Why do derivations for SVM not consider slack variables for inequality constraints?

463 Views Asked by At

(This is related to a question I asked a few days ago)

I've been through a few SVM derivations and the ones I follow are this Caltech lecture and this MIT lecture.
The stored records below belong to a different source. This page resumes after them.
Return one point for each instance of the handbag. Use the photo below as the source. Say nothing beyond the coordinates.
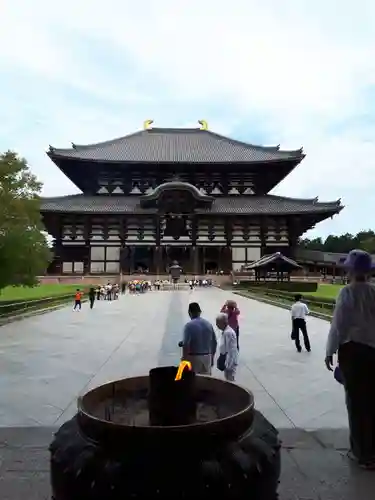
(221, 362)
(338, 375)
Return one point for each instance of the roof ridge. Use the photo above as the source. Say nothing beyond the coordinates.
(176, 130)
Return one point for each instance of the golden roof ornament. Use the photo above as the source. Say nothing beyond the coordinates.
(203, 124)
(147, 124)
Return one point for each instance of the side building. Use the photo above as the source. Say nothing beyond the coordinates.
(163, 194)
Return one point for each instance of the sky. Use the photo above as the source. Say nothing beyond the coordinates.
(292, 72)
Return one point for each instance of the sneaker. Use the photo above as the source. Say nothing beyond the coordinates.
(369, 465)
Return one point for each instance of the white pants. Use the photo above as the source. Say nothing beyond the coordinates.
(230, 375)
(201, 364)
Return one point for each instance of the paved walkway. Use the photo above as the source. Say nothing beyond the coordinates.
(47, 361)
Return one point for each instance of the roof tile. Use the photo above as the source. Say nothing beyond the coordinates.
(176, 145)
(241, 205)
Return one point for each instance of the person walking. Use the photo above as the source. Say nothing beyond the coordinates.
(92, 294)
(299, 311)
(352, 337)
(228, 358)
(231, 309)
(77, 300)
(199, 341)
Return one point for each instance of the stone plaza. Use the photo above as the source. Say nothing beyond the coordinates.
(47, 361)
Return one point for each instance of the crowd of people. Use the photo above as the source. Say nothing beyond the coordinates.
(199, 344)
(352, 339)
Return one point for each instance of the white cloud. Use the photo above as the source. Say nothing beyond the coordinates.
(304, 69)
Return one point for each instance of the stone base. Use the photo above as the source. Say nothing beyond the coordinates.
(248, 468)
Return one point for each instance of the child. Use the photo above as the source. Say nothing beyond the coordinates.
(231, 309)
(77, 300)
(92, 297)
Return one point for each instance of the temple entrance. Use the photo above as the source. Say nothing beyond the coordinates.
(142, 259)
(211, 260)
(175, 253)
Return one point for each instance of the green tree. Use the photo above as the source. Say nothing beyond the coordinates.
(24, 253)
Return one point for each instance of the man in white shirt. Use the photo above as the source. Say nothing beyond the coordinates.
(299, 311)
(352, 337)
(228, 347)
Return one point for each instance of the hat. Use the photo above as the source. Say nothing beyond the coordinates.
(359, 261)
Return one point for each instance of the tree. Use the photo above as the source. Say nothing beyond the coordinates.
(24, 253)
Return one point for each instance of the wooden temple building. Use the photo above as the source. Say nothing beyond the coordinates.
(165, 194)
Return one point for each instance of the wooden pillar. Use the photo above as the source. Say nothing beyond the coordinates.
(263, 231)
(86, 235)
(158, 259)
(58, 250)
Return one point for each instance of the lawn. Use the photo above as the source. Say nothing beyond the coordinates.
(37, 292)
(327, 291)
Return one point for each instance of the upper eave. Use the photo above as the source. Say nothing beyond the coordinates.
(252, 205)
(167, 145)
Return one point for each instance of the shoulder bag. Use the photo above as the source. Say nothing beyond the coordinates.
(221, 362)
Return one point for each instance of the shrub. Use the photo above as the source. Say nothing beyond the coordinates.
(289, 296)
(287, 286)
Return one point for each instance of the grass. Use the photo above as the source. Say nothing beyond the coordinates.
(326, 291)
(37, 292)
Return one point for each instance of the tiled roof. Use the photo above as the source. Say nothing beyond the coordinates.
(175, 145)
(241, 205)
(275, 258)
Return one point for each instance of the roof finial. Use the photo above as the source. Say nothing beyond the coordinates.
(147, 124)
(204, 124)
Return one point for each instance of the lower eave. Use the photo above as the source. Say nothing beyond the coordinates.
(267, 205)
(84, 172)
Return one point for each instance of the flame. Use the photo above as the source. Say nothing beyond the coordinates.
(182, 366)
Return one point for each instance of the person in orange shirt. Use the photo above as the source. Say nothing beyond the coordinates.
(77, 300)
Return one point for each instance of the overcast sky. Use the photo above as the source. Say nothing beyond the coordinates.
(292, 72)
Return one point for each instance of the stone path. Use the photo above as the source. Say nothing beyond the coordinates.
(47, 361)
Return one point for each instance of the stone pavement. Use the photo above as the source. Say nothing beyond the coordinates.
(47, 361)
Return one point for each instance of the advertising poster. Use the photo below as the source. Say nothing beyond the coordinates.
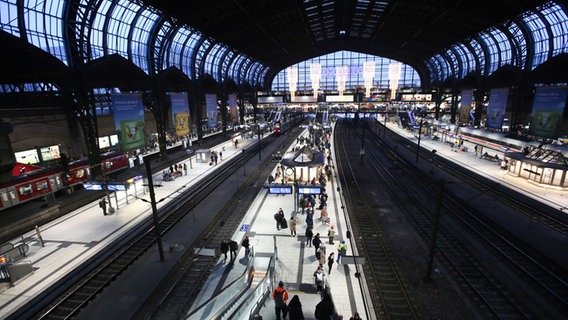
(180, 112)
(211, 107)
(465, 106)
(496, 108)
(233, 108)
(548, 106)
(128, 111)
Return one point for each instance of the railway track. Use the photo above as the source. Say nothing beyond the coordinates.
(494, 295)
(78, 289)
(390, 295)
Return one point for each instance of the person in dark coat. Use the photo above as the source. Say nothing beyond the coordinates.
(295, 309)
(234, 246)
(246, 245)
(225, 247)
(309, 236)
(324, 309)
(316, 242)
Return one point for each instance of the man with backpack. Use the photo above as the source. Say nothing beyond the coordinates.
(280, 296)
(319, 276)
(234, 246)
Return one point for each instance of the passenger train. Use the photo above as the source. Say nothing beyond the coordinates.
(503, 142)
(29, 182)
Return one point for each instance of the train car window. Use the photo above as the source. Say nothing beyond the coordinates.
(26, 189)
(41, 185)
(53, 182)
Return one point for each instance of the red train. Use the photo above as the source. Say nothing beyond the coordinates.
(30, 182)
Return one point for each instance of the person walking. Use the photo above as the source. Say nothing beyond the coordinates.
(324, 309)
(295, 309)
(316, 242)
(225, 247)
(310, 218)
(330, 261)
(309, 236)
(233, 246)
(246, 245)
(280, 296)
(319, 278)
(341, 251)
(331, 234)
(321, 255)
(292, 226)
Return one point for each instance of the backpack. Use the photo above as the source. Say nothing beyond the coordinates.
(279, 298)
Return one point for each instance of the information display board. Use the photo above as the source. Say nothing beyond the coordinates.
(279, 189)
(309, 189)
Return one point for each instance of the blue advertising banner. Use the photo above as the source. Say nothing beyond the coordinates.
(548, 106)
(180, 112)
(233, 108)
(128, 111)
(465, 106)
(496, 108)
(211, 107)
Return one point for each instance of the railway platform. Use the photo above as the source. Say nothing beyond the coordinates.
(66, 243)
(73, 239)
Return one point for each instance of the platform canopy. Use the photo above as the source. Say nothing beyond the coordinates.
(305, 157)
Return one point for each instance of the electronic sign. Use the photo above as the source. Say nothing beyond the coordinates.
(279, 189)
(309, 190)
(93, 186)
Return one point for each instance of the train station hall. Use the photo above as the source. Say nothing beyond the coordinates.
(263, 159)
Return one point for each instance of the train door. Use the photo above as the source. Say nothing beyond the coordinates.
(8, 197)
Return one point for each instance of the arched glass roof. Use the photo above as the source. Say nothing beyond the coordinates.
(494, 48)
(84, 30)
(409, 77)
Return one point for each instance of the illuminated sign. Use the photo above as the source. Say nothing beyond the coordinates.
(279, 189)
(93, 186)
(309, 190)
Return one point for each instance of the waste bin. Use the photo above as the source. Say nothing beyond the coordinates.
(203, 156)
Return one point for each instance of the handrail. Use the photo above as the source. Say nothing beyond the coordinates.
(246, 273)
(241, 299)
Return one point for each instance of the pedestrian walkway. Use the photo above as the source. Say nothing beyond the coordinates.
(75, 238)
(68, 242)
(490, 169)
(295, 261)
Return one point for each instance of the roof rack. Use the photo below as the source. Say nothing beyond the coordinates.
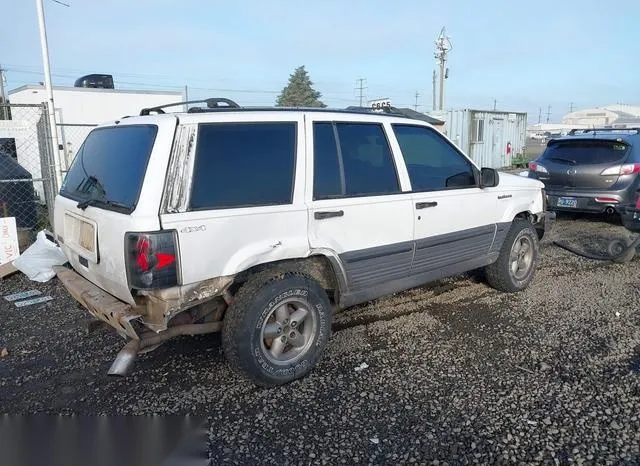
(607, 130)
(212, 104)
(389, 110)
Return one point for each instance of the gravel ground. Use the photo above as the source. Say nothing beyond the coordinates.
(457, 372)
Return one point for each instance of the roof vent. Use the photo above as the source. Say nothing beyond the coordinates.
(101, 81)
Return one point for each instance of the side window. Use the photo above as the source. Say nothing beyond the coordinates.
(326, 165)
(243, 164)
(366, 159)
(432, 162)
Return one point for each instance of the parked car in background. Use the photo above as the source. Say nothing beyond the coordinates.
(258, 222)
(595, 170)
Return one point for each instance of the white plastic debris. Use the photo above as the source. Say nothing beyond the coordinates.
(38, 260)
(361, 367)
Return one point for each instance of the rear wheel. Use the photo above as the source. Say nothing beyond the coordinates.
(517, 261)
(276, 327)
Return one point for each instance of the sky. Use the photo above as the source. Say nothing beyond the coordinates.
(522, 56)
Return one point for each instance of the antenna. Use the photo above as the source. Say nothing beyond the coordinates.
(443, 47)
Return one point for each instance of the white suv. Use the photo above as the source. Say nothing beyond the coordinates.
(259, 222)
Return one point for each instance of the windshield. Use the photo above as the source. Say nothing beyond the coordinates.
(109, 168)
(586, 152)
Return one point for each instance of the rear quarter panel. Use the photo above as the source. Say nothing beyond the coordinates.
(109, 271)
(518, 194)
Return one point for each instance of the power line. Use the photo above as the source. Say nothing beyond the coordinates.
(361, 89)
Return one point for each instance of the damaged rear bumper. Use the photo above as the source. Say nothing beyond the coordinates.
(99, 303)
(544, 223)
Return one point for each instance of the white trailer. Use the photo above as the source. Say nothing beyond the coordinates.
(77, 110)
(490, 137)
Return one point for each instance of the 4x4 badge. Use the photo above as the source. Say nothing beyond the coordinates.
(192, 229)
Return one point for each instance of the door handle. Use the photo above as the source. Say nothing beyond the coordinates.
(424, 205)
(328, 214)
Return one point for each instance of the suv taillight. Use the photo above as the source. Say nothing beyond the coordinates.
(152, 260)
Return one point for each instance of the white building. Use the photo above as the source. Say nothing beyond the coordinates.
(491, 138)
(609, 116)
(77, 110)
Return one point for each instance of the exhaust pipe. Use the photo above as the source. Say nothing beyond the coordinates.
(125, 358)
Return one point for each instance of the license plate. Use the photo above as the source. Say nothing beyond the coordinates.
(86, 236)
(567, 202)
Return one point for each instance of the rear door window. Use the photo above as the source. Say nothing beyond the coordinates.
(432, 162)
(586, 152)
(243, 165)
(110, 166)
(366, 160)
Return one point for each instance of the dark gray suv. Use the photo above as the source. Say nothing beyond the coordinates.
(595, 170)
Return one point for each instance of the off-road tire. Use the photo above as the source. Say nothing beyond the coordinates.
(253, 304)
(499, 274)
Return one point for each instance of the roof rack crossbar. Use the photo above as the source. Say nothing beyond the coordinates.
(594, 130)
(212, 103)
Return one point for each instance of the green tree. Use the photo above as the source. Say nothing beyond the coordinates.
(299, 91)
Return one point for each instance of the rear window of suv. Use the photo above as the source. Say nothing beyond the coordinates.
(109, 167)
(586, 152)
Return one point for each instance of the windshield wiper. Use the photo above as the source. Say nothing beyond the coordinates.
(562, 159)
(82, 205)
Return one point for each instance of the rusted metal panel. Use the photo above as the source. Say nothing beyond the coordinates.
(99, 303)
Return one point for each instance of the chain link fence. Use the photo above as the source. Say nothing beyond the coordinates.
(27, 168)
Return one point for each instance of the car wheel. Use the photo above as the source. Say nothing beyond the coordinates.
(516, 264)
(276, 327)
(619, 251)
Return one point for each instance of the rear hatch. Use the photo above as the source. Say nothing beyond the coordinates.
(114, 186)
(587, 164)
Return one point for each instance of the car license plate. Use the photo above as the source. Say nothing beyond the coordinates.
(567, 202)
(86, 236)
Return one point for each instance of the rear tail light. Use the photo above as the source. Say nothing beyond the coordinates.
(626, 169)
(152, 260)
(536, 167)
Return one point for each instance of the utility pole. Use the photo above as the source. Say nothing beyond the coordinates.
(443, 47)
(3, 113)
(47, 84)
(434, 90)
(361, 89)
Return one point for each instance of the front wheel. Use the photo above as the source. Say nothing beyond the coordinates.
(276, 327)
(516, 264)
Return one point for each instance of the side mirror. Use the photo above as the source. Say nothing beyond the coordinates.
(489, 178)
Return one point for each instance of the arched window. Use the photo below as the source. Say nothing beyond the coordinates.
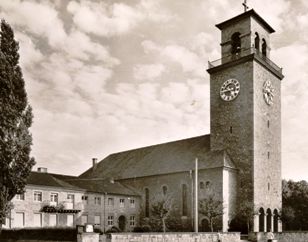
(184, 200)
(261, 220)
(257, 42)
(147, 202)
(165, 189)
(276, 216)
(264, 47)
(268, 220)
(235, 43)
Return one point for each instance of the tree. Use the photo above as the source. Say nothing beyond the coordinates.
(161, 209)
(211, 209)
(294, 205)
(15, 121)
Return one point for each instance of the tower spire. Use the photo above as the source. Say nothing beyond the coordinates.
(245, 5)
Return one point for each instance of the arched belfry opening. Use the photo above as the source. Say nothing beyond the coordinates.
(261, 220)
(264, 47)
(257, 42)
(276, 217)
(235, 43)
(268, 220)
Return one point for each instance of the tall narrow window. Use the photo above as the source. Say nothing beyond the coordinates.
(257, 42)
(165, 189)
(235, 43)
(147, 202)
(37, 196)
(184, 200)
(264, 47)
(54, 198)
(84, 199)
(110, 220)
(122, 203)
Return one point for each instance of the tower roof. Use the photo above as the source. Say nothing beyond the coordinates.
(250, 13)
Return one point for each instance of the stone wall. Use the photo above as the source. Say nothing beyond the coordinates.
(281, 237)
(178, 237)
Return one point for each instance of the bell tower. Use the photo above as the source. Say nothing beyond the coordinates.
(246, 115)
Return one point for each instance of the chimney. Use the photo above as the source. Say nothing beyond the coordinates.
(42, 169)
(94, 163)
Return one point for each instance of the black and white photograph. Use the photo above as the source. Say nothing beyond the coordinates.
(153, 121)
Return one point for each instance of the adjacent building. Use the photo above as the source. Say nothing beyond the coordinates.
(239, 162)
(57, 200)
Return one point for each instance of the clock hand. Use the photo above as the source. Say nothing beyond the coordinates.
(228, 90)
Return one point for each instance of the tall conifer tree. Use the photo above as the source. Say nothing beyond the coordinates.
(15, 121)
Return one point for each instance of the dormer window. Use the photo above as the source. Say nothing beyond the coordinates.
(257, 42)
(264, 47)
(235, 43)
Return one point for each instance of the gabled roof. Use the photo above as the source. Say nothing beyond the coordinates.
(250, 13)
(172, 157)
(48, 179)
(74, 183)
(103, 186)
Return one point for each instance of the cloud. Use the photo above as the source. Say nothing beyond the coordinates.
(187, 59)
(148, 72)
(107, 20)
(41, 19)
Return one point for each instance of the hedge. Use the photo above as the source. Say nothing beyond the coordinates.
(57, 234)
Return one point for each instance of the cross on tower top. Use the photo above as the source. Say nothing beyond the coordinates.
(245, 5)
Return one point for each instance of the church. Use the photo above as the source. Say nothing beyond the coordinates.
(240, 160)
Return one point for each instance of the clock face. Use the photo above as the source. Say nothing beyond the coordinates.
(230, 89)
(268, 92)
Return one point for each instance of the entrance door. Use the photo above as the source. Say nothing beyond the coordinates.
(205, 226)
(122, 223)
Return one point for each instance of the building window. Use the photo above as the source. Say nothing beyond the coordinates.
(165, 189)
(97, 200)
(97, 220)
(147, 202)
(37, 221)
(20, 196)
(84, 219)
(110, 201)
(54, 198)
(264, 47)
(235, 43)
(53, 220)
(37, 196)
(257, 42)
(122, 202)
(132, 203)
(110, 220)
(70, 198)
(132, 220)
(84, 199)
(184, 200)
(70, 220)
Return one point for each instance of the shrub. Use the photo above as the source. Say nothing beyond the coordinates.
(57, 234)
(113, 229)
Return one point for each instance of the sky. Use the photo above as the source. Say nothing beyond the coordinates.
(108, 76)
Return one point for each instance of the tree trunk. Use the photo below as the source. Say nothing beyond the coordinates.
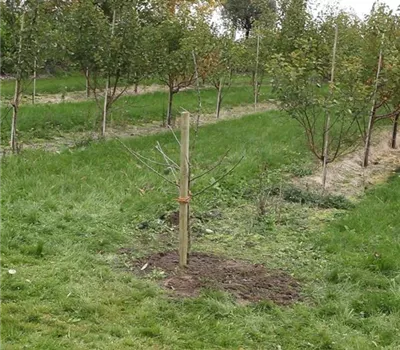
(219, 97)
(328, 116)
(395, 127)
(34, 81)
(169, 111)
(372, 116)
(15, 105)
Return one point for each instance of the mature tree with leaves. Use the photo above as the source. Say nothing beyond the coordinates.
(244, 13)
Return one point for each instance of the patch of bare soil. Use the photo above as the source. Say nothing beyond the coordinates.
(246, 281)
(347, 177)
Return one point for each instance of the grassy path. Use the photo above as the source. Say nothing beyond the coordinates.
(65, 217)
(46, 121)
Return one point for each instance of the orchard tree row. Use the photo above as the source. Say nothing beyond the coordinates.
(336, 74)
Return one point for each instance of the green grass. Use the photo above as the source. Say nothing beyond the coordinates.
(62, 83)
(64, 217)
(47, 120)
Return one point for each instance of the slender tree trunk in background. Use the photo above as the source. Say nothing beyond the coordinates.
(106, 98)
(219, 97)
(256, 74)
(87, 77)
(170, 100)
(394, 134)
(34, 81)
(17, 93)
(184, 194)
(371, 120)
(328, 115)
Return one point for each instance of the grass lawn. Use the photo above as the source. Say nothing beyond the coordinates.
(47, 120)
(65, 216)
(53, 85)
(75, 82)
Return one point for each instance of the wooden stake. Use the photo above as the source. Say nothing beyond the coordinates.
(184, 196)
(219, 97)
(87, 82)
(106, 105)
(17, 93)
(328, 117)
(394, 131)
(256, 74)
(371, 120)
(34, 81)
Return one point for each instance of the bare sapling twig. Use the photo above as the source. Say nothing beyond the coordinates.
(184, 182)
(184, 193)
(139, 158)
(199, 104)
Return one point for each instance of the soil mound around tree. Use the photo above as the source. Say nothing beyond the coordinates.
(246, 281)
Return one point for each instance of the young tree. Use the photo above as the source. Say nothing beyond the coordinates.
(179, 37)
(244, 13)
(117, 49)
(329, 119)
(22, 21)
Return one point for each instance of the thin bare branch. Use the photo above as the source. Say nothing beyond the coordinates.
(212, 168)
(220, 178)
(133, 153)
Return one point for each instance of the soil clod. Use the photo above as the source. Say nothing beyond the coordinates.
(246, 281)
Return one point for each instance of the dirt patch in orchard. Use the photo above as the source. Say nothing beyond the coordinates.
(347, 177)
(246, 281)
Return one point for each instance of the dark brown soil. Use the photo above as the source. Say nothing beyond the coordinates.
(246, 281)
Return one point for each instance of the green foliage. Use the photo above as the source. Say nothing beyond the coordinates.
(57, 300)
(243, 14)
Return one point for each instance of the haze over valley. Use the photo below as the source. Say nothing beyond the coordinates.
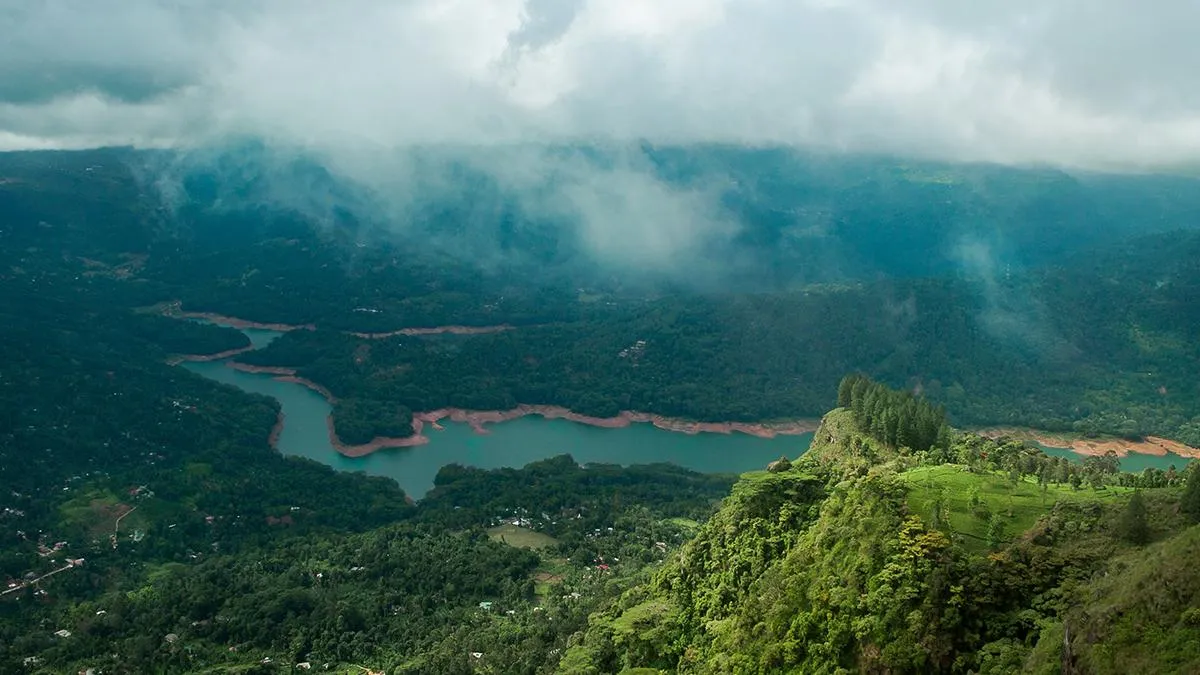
(531, 336)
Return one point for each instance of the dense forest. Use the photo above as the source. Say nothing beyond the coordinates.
(148, 525)
(863, 556)
(1066, 304)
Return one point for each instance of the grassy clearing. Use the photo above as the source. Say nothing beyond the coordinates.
(685, 524)
(521, 537)
(1019, 506)
(550, 573)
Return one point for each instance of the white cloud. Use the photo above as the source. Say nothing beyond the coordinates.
(1105, 83)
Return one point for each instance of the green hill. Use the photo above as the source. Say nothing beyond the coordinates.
(867, 557)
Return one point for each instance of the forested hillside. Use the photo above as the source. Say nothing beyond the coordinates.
(864, 556)
(149, 526)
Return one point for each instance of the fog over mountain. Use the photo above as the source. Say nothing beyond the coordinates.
(1097, 84)
(489, 126)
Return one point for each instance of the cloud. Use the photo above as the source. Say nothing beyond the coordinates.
(1104, 83)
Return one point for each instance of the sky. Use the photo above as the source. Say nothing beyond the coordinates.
(1096, 83)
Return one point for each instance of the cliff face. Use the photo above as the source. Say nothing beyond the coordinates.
(828, 567)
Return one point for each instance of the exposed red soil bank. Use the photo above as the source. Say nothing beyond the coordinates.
(1096, 447)
(175, 311)
(437, 329)
(228, 353)
(478, 419)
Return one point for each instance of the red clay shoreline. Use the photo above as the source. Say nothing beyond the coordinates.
(478, 419)
(438, 329)
(174, 310)
(228, 353)
(1095, 447)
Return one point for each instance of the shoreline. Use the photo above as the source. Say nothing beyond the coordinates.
(228, 353)
(274, 437)
(174, 310)
(1153, 446)
(479, 419)
(437, 330)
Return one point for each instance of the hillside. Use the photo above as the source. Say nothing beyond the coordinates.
(865, 557)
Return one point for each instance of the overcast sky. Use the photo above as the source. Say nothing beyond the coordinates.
(1103, 83)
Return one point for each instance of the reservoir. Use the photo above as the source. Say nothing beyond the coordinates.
(519, 442)
(508, 444)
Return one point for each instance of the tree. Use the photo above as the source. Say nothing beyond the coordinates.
(1191, 501)
(1132, 526)
(995, 532)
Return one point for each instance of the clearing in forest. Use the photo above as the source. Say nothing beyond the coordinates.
(971, 500)
(521, 537)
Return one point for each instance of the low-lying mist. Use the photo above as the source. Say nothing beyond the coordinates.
(699, 216)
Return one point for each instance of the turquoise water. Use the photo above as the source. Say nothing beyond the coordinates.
(508, 444)
(1133, 463)
(531, 438)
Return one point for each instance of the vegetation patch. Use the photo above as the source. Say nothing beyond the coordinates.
(521, 537)
(988, 507)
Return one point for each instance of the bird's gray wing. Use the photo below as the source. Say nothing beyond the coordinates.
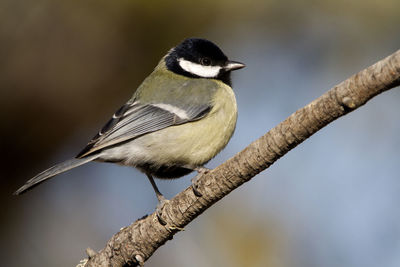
(135, 119)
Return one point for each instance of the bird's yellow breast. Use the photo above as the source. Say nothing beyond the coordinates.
(197, 142)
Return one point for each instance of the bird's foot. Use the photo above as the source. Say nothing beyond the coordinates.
(160, 206)
(201, 171)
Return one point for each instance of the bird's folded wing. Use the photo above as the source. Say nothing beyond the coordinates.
(135, 119)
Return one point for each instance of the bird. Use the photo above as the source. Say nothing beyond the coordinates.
(180, 117)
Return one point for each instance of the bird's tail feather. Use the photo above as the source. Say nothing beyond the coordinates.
(53, 171)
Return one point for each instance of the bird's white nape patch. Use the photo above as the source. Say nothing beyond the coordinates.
(198, 69)
(175, 110)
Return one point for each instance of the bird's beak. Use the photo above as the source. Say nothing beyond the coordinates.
(233, 65)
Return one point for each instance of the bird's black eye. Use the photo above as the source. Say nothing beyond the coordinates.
(205, 61)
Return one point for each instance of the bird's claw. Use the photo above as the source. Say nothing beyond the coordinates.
(160, 206)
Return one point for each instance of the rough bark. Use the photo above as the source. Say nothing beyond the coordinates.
(134, 244)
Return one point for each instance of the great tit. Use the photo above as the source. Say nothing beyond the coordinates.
(180, 117)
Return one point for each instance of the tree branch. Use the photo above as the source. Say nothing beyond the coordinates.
(134, 244)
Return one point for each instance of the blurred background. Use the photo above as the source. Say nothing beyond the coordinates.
(66, 66)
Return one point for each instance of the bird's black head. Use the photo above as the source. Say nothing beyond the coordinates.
(200, 58)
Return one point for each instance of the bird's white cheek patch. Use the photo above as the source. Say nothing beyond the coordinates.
(198, 69)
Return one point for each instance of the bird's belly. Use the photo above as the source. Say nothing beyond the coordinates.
(166, 152)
However, with both of them the Lagrangian they try to minimize is:

$$\mathcal{L}(\boldsymbol{w}, b, \boldsymbol{\alpha}) = \frac{1}{2}\|\boldsymbol{w}\|^2 + \sum_i \alpha_i\left[y_i(\boldsymbol{w}^T\boldsymbol{x}+b)-1\right].$$

As opposed to: $$\mathcal{L}(\boldsymbol{w}, b, \boldsymbol{\alpha}) = \frac{1}{2}\|\boldsymbol{w}\|^2 + \sum_i \alpha_i\left[y_i(\boldsymbol{w}^T\boldsymbol{x}+b)-1-s_i\right].$$

Where $s_i$ are the slack variables obtained from the inequalities: $$y_i(w^Tx + b) >= 1$$ Hence $$y_i(w^Tx + b) = 1 + s_i$$

Is it because when the inequality is not inactive all the Lagrange multipliers for it are going to be 0 and so we don't even consider them? If yes, then this bit from the Caltech lecture contradicts this statement

This implies that we will get the $\alpha_i$'s as zero but we shouldn't even be talking about them if we're not even considering the inactive equalities in the Lagrangian right.

1

There are 1 best solutions below

5
On

We have considered the inequality constraint.

If you introduce the slack variables, then we do not impose a sign constraint on $\alpha_i$ but we impose a sign constraint on $s_i \ge 0$.

If we do not introduce the slack variables (which is the common practice). We ends up with the sign constraint that $\alpha_i \ge 0$.